Dia bilang dia lelah menjadi suara
yang berteriak dalam kehampaan,
bahwa doa-doanya hanya dipantulkan
dinding-dinding yang tak mendengar.
Lalu ia memilih sunyi, memilih nama baru,
Shuhada’ Sadaqat,
dan ketika dunia tak lagi memeluknya,
ia bersujud dalam cahaya yang lain.
Di gereja ini, cahaya lilin membias di kaca patri,
warna-warna melesak ke marmer
seperti sisa melodi yang belum sempat dinyanyikan.
Di altar, salib berdiri diam,
menatap kita dengan mata kosong.
Dan inilah bebanku: aku melihatnya di mana-mana.
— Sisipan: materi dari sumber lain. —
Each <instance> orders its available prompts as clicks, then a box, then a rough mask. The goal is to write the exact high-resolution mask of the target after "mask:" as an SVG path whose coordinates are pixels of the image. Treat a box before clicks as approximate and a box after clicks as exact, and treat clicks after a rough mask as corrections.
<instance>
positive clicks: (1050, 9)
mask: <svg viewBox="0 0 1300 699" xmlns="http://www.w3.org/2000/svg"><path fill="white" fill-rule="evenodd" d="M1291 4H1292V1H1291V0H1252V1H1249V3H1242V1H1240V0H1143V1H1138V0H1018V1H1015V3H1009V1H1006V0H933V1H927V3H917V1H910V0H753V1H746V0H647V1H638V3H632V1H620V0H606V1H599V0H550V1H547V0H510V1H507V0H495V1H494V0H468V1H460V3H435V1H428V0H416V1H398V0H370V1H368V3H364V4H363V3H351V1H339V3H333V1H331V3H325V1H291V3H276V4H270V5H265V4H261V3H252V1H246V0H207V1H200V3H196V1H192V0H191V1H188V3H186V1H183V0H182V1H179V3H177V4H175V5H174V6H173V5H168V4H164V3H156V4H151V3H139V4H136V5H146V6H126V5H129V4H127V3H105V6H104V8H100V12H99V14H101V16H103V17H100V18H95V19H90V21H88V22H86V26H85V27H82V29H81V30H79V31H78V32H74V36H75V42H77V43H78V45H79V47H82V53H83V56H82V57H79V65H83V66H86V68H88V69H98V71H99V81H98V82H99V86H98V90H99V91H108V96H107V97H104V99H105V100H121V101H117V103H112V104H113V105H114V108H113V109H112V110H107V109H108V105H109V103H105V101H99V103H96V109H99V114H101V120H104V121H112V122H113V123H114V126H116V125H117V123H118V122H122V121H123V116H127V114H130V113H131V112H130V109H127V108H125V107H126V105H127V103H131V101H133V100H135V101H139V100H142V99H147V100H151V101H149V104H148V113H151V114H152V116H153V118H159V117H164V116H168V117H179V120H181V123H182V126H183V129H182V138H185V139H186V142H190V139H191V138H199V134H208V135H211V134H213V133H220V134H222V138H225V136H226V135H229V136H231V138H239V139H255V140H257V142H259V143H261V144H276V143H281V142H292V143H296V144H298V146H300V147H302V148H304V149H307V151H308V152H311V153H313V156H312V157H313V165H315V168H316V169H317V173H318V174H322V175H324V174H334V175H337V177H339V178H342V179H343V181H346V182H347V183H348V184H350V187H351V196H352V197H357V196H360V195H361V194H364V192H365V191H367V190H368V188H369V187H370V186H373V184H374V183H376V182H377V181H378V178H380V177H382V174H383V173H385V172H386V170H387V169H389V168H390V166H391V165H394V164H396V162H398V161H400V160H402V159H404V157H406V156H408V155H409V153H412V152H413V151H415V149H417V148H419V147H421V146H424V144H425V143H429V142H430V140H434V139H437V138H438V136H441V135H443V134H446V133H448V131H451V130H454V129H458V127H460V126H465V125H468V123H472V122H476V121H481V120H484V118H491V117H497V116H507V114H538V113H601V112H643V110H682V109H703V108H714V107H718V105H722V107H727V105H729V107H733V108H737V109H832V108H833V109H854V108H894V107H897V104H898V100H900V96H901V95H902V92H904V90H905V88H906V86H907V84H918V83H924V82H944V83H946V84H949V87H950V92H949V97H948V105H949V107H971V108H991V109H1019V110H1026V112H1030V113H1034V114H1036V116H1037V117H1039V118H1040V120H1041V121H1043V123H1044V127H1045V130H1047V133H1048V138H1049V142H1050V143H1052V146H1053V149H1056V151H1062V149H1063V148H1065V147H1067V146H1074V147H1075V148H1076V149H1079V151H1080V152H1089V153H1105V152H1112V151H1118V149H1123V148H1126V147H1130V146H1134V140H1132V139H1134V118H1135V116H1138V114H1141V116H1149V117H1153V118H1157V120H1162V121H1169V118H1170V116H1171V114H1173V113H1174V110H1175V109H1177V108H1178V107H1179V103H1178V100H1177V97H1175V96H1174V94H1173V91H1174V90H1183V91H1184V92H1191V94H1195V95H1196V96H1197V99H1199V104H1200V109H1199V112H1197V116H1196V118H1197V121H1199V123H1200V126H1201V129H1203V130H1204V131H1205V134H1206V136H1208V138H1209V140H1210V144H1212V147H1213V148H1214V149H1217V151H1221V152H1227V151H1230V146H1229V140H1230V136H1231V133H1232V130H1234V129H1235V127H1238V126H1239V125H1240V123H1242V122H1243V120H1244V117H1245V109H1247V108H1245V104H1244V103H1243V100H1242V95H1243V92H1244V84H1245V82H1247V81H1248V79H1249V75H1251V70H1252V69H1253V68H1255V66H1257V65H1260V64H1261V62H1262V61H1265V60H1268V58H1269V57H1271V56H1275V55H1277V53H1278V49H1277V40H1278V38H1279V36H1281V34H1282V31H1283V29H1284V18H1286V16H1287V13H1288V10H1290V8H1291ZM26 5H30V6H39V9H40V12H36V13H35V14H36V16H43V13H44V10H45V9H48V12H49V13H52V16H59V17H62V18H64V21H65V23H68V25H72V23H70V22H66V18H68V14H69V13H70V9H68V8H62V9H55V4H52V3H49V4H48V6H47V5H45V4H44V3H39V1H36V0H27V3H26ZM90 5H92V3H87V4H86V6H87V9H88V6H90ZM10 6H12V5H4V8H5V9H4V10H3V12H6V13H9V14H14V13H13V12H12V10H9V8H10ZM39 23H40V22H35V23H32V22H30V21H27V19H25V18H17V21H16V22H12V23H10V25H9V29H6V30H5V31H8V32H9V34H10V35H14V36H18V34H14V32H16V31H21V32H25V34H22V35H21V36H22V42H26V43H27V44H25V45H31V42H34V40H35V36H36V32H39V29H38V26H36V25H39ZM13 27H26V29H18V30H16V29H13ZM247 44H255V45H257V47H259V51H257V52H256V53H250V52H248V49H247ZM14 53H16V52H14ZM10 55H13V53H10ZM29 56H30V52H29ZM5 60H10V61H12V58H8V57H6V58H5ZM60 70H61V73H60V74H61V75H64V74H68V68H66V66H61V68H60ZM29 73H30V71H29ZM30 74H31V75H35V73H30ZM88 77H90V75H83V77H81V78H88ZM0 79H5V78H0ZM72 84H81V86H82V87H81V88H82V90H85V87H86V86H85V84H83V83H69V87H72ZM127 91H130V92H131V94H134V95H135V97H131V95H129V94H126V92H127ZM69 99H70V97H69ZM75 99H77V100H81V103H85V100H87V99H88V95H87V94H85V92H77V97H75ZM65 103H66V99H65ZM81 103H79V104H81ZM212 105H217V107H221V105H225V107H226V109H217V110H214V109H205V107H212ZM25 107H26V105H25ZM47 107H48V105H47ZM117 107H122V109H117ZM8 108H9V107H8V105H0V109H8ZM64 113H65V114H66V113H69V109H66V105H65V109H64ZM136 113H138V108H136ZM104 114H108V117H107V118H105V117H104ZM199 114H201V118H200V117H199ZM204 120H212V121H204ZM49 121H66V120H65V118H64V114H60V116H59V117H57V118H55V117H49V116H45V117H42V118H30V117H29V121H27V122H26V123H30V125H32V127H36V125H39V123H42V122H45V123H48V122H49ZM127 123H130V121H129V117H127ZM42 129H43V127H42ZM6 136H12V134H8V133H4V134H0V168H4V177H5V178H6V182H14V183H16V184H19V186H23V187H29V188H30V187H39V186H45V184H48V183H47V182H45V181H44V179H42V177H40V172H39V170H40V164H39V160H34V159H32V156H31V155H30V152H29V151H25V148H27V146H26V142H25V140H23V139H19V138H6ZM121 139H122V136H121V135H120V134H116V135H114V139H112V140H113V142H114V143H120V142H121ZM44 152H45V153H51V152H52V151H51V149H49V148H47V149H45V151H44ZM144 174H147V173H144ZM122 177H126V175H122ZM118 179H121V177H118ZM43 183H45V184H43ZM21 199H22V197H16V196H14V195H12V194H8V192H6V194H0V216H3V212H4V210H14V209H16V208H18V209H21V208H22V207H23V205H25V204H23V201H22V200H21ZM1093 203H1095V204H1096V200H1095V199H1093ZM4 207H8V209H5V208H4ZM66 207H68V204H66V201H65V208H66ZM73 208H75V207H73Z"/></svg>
Di angin yang mengguncang pepohonan,
di debu yang berputar di lantai batu,
di keheningan yang lebih berat dari nyanyian.
Bagaimana seseorang bisa melupakan
suara yang dulu membawa dunia
ke dalam tangis? Bagaimana bisa
luka yang ia tanggung tak menjadi luka kita?
Pukul sembilan lima belas, angin mulai bernyanyi.
Suara-suara samar menggema di dalam lengkungan batu,
seperti gumaman “Thank You For Hearing Me”
yang tertahan di antara gema.
Aku mencoba melihat apakah itu dia di ujung ruangan,
hanya pantulan, hanya biru samar di udara.
Tak ada yang berirama dalam kepergian,
tetapi tetap ada ruang bagi kita semua
untuk menggoyang kepala, menggumamkan namanya,
membiarkan suaranya melayang
seperti kain putih di jemuran,
tertiup angin, menuju sesuatu yang tak bisa kita jangkau.
Tangannya pernah menekan tuts kehidupan
seperti palu di piano yang nyaring,
menghantam dunia dalam warna merah dan emas,
seperti daun-daun yang jatuh di musim gugur,
melayang tak teratur sebelum akhirnya diam.
Sepuluh menit sebelum tengah malam,
aku melangkah ke luar, memanggil taksi dalam gerimis.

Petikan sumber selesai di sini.